张量空间是作为一个或多个向量空间的张量积构造的复合线性空间。每个构成向量空间表示一个量子自由度,其维度等于向量空间的维度。复合张量空间的形状是构成向量空间的维度元组,按其原始顺序排列。请注意,张量空间的形状保持不变,无论我们处理纯态(位于张量空间中的向量)还是混合态(与同一张量空间关联的矩阵)。

纯量子态由来自指定张量空间的张量表示,因此纯量子态的形状与张量空间形状一致。混合量子态由属于张量空间的张量表示,该张量空间构造为指定张量空间(主空间或 ket 空间)及其对偶张量空间(对偶空间或 bra 空间)的张量积。因此,混合量子态的形状是两个张量空间形状的串联,其中张量模式的前半部分对应于 ket 空间,而后半部分张量模式对应于 bra 空间。例如,如果张量 \(V[i0, i1, i2]\) 表示来自由三个向量空间(量子自由度)构造的张量空间的纯量子态,则张量 \(D[i0, i1, i2; j0, j1, j2]\) 表示来自同一张量空间的混合量子态,其中模式 \(i0, i1, i2\) 是 ket 模式,而模式 \(j0, j1, j2\) 是 bra 模式。在这两种情况下,对应的张量空间形状都是 \([range(i0), range(i1), range(i2)]\)

在 pythonic API 中,纯(混合)量子态由 DensePureState ( DenseMixedState ) 的实例表示。下面,我们使用密集纯态 DensePureState 类作为示例来提供详细说明。
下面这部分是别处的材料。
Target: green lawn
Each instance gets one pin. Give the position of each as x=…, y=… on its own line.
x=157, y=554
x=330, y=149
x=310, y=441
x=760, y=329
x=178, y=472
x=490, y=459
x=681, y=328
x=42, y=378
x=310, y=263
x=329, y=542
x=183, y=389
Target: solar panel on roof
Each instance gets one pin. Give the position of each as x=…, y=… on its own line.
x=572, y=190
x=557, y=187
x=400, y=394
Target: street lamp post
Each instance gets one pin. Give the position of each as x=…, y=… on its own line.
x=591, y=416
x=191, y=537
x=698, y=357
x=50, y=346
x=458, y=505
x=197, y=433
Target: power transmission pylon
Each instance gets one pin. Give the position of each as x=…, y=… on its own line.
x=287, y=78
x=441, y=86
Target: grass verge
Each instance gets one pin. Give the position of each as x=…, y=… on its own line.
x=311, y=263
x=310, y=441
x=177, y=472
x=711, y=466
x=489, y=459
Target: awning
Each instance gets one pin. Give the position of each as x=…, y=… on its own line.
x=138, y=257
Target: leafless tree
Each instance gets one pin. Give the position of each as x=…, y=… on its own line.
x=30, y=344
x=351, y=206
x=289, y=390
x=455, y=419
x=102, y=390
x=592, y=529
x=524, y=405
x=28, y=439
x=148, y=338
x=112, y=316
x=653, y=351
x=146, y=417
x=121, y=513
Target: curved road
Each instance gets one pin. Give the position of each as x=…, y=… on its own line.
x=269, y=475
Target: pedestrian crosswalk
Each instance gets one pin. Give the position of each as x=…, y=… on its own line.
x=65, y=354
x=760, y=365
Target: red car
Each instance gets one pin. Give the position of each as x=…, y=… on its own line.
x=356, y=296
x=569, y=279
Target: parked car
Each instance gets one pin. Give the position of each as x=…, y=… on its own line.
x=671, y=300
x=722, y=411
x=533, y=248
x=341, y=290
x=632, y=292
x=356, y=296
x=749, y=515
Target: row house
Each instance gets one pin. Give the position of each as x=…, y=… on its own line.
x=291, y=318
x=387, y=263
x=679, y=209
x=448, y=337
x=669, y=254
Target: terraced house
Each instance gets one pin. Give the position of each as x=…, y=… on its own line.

密集混合态的工作流程是相同的,并且这两个类具有相同的方法和属性。

为了创建量子态,我们传递 WorkStream、希尔伯特空间维度、批量大小和数据类型

import cupy as cp
from cuquantum.densitymat import DensePureState

hilbert_space_dims = (2, 6, 4, 3)
batch_size = 1
dtype = "complex64"
psi_1 = DensePureState(ctx, hilbert_space_dims, batch_size, dtype)

创建的量子态尚无关联的物理存储。

为了将物理存储附加到量子态,有两种选择

psi_1.allocate_storage()

DensePureState.allocate_storage() 将分配一个具有 psi1.storage_size 元素的正确数据类型的 cupy.ndarray,并初始化为零。

size = psi_1.storage_size
psi_1.attach_storage(cp.zeros(size, dtype = psi_1.dtype))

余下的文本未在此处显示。